Che cos’è un’organizzazione di fornitori preferiti?

Un’organizzazione di fornitori preferiti, o PPO, è un tipo di organizzazione di cure gestite che viene spesso offerta come parte della copertura assicurativa sanitaria negli Stati Uniti. Il concetto di base di questo approccio è quello di offrire ai membri del piano assicurativo l’accesso a professionisti medici altamente qualificati che hanno anche accettato di fornire cure a tariffe ridotte a tutti i membri del piano. Mentre l’esatta struttura del PPO varierà in qualche modo da un fornitore all’altro, la maggior parte dei piani di questo tipo fornisce maggiori benefici se il membro utilizza medici e strutture sanitarie che fanno parte della rete. Un beneficio ridotto è spesso disponibile nel caso in cui il membro utilizzi un medico o una struttura che non è considerata parte della rete.

Un piano point of service strutturato come un’organizzazione di provider preferito è disponibile in più impostazioni. I piani assicurativi di gruppo offerti attraverso i datori di lavoro e altri tipi di organizzazioni utilizzano spesso questo modello. Questo tipo di piano viene spesso offerto anche agli individui che desiderano assicurarsi una copertura assicurativa sanitaria personale.

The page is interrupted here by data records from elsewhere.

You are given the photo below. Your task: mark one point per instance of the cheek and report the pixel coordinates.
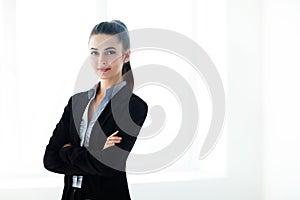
(93, 61)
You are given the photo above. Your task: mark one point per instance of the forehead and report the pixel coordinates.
(102, 41)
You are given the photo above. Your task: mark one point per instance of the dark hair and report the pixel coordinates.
(116, 27)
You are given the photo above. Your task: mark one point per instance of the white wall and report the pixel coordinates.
(281, 99)
(262, 107)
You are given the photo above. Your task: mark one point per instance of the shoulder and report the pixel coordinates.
(138, 106)
(138, 101)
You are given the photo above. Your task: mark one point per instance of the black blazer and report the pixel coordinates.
(103, 171)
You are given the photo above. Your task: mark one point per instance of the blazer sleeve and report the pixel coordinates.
(60, 137)
(111, 160)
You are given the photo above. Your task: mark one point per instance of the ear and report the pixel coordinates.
(127, 56)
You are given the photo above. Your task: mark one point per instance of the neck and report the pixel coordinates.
(108, 83)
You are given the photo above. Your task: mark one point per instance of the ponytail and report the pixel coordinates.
(128, 75)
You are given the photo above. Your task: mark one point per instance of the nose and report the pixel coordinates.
(101, 60)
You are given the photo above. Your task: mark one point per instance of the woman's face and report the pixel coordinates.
(107, 56)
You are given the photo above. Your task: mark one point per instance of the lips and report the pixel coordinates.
(104, 69)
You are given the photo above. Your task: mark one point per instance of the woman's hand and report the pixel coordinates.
(67, 145)
(112, 140)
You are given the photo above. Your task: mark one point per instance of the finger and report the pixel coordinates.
(116, 139)
(115, 133)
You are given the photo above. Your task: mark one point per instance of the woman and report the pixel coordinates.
(98, 128)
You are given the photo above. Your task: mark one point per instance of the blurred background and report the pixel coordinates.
(254, 45)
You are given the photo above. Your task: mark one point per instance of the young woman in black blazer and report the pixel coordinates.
(98, 128)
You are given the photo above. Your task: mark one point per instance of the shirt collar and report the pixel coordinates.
(110, 92)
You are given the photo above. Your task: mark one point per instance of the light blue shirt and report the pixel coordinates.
(85, 126)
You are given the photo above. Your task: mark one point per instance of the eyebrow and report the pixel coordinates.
(104, 49)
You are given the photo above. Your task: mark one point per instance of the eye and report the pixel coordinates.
(94, 53)
(110, 52)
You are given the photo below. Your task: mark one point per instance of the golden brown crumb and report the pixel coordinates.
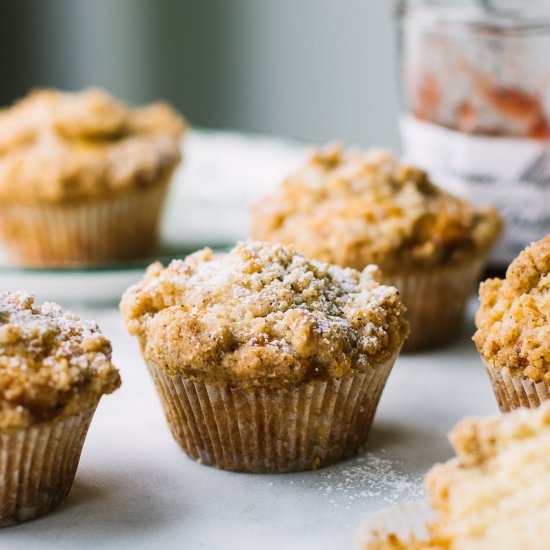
(354, 208)
(57, 146)
(263, 315)
(513, 320)
(51, 362)
(495, 494)
(385, 541)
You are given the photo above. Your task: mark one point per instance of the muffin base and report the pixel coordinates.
(264, 430)
(38, 466)
(436, 301)
(90, 232)
(513, 392)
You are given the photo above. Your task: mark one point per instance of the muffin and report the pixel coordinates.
(264, 360)
(83, 178)
(53, 370)
(513, 329)
(495, 494)
(354, 208)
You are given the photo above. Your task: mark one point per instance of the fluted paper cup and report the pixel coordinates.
(98, 231)
(436, 301)
(408, 522)
(265, 430)
(38, 466)
(513, 392)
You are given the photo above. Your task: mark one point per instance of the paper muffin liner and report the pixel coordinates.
(407, 521)
(266, 430)
(436, 301)
(38, 466)
(513, 392)
(88, 232)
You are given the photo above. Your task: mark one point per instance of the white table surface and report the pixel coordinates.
(136, 489)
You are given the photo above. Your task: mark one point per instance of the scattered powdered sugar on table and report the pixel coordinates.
(369, 476)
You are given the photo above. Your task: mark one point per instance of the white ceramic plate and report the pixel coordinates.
(404, 520)
(221, 174)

Molte persone preferiscono questo approccio, poiché offre la possibilità di scegliere i propri fornitori di assistenza sanitaria dall’elenco di medici fornito dal fornitore di assicurazioni. Ciò è in contrasto con la maggior parte delle organizzazioni HMO o di mantenimento della salute, in cui gli amministratori del piano assegnano il membro a un medico di base.

Un altro vantaggio della maggior parte dei piani di organizzazione del fornitore preferito è che i membri possono scegliere di utilizzare medici al di fuori del piano, ma con un vantaggio ridotto. Ad esempio, l’utilizzo di un medico di base che fa parte del PPO può significare che il membro paga solo il 20% della tariffa per la visita in studio. Al contrario, vedere un medico che è al di fuori della rete può significare che la spesa di tasca propria è del 50%. Ciò incoraggia i membri a cercare assistenza medica all’interno della rete, ma offre comunque la possibilità di uscire dalla rete se le circostanze lo richiedono e ricevere qualche tipo di beneficio dalla copertura.

Medici di base, specialisti e persino strutture sanitarie come gli ospedali traggono vantaggio dall’essere membri dell’organizzazione del fornitore preferito. Poiché la maggior parte dei pazienti che hanno la copertura sceglierà di avvalersi dei servizi sanitari forniti all’interno della rete, ciò significa un aumento degli affari per gli operatori sanitari. Inoltre, quando il PPO ha la reputazione di elaborare rapidamente le richieste di risarcimento, ciò significa anche che il medico o l’ospedale riceve rapidamente il pagamento, un fattore che è spesso una considerazione importante quando si decide se accettare o meno piani assicurativi offerti da diversi fornitori.

Quando si valuta un’organizzazione di fornitori preferenziali, è una buona idea ottenere un elenco di fornitori di servizi sanitari attualmente iscritti alla rete. Ciò non solo consentirà di determinare se gli attuali fornitori dell’individuo sono inclusi, ma consentirà anche all’individuo di identificare specialisti e varie strutture sanitarie che accettano il piano assicurativo. Ciò può essere utile se in un secondo momento si verificano situazioni mediche insolite, poiché l’assicurato sarà già a conoscenza della selezione di opzioni di assistenza in rete disponibili nelle immediate vicinanze e potrà pianificare di conseguenza.